Nic thought they were finally catching a break. "Okay, who uses those--military, law enforcement? Can we trace it?"
Karl had a drooping, lined face that made him look like a hound dog. Exhaustion and frustration only heightened the resemblance. His mouth turned down.
"That's what I thought too. But it turns out that smoke grenades are also used by serious paintballers. They're available all over the Internet. Some sellers only deal with professional personnel who have been vetted in advance. But for every one of those, there are a dozen sites who just want a purchaser to click on a box that says they're eighteen or older."

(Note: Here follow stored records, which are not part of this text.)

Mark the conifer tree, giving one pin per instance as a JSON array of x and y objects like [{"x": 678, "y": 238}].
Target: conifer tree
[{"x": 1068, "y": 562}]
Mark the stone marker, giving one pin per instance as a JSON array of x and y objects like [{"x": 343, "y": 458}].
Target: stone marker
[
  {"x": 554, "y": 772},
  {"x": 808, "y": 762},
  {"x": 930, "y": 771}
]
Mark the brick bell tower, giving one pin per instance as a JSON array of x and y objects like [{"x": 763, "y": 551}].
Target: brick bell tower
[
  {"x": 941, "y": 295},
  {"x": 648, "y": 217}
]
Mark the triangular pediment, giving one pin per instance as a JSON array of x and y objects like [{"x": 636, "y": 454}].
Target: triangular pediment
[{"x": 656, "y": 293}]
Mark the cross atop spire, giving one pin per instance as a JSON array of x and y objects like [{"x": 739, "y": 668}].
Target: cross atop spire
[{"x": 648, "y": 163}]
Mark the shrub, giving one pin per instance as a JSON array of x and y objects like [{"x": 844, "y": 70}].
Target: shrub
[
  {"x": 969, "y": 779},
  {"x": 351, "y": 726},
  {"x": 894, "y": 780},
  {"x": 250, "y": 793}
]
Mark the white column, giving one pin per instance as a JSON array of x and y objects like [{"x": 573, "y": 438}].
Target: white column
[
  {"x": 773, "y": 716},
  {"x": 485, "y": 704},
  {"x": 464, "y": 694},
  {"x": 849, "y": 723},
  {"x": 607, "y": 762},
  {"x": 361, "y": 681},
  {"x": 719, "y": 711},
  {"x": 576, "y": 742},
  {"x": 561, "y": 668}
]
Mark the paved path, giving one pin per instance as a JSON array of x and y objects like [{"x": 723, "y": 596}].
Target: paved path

"What about markings on the canister? Lot numbers, manufacturer's name, anything like that?" asked Dwayne Flannery, a Portland police officer.
Karl said, "There are some numbers on the canister, and we're trying to trace them, but it looks like a lot of this stuff is sold as surplus that changes hands dozens of times. And/or it's sold in big lots that are broken down again and sold individually. I've talked to a couple of sellers. Their record keeping seems deliberately vague, like if they don't keep track of what they sell, then they can't get in trouble for what someone does with it." Karl measured a space with his hands. "The canister itself was fairly small, about the same length as a paperback book. That's one reason they packed them together, so that anyone who handled the package wouldn't get suspicious."
"And then there's the book itself,"said Owen Simmons, a Multnomah County sheriff. "Remember that movie Talk Radio? It was based on a real case, and later they put out a book. The same book they sent Fate. Alan Berg was a Denver talk show host who was gunned down in his driveway in the early 1980s by neo-Nazis. Maybe it's a sign that we're looking at some kind of extreme right-wing group like The Order?"
"Except Fate was pretty conservative himself," Heath said. "Maybe the left-wingers have decided to play catch-up. He certainly ticked enough of them off."
"Or it could be just one guy, trying to throw us off the scent by putting that book in," Leif said. "Have you ever listened to his show? Probably every day Fate made somebody mad enough to at least think about killing him. He even taunted listeners who threatened him. He had something he called the Nut of the Day award. Maybe one of those guys snapped."
"We're just beginning to follow up on the NOD winners," Nic said. "If yo.0 want to call them winners. Unfortunately, the records the station kept about their actual identity are spotty. And in a lot of cases they were anonymous, which let them be even more outrageous." She turned to Rod Emerick, another FBI special agent. "How about fingerprints?"
"No latents on the canister or the book. The envelope had a dozen fingerprints on it. We'll be printing everyone at the radio station as well as the carrier and the sorters at the mailing facility. But whoever prepared this clearly wore gloves. Unless we catch a lucky break, I would say that we're not going to get a match on IAFIS."
IAFIS, or the Integrated Automated Fingerprint Identification System, was the FBI's national fingerprint and criminal history system. It was the largest biometric database in the world,with fingerprints for more than fifty-five million criminals.
"We also recovered one piece of what might be carpet fiber. If we're lucky, we can get a hit on FACID."
FACID, or the Forensic Automotive Carpet Fiber Identification Database, was still being developed by the FBI's Laboratory Division. Once a carpet fiber was analyzed, it was possible to search by fiber type, color, or microscopic characteristics to see if there was a match. That was if it came from a vehicle. There was no comparable database for other carpet fibers, as there were far too many. In that case, the only means of identifying it would be to find the suspected source and compare the two.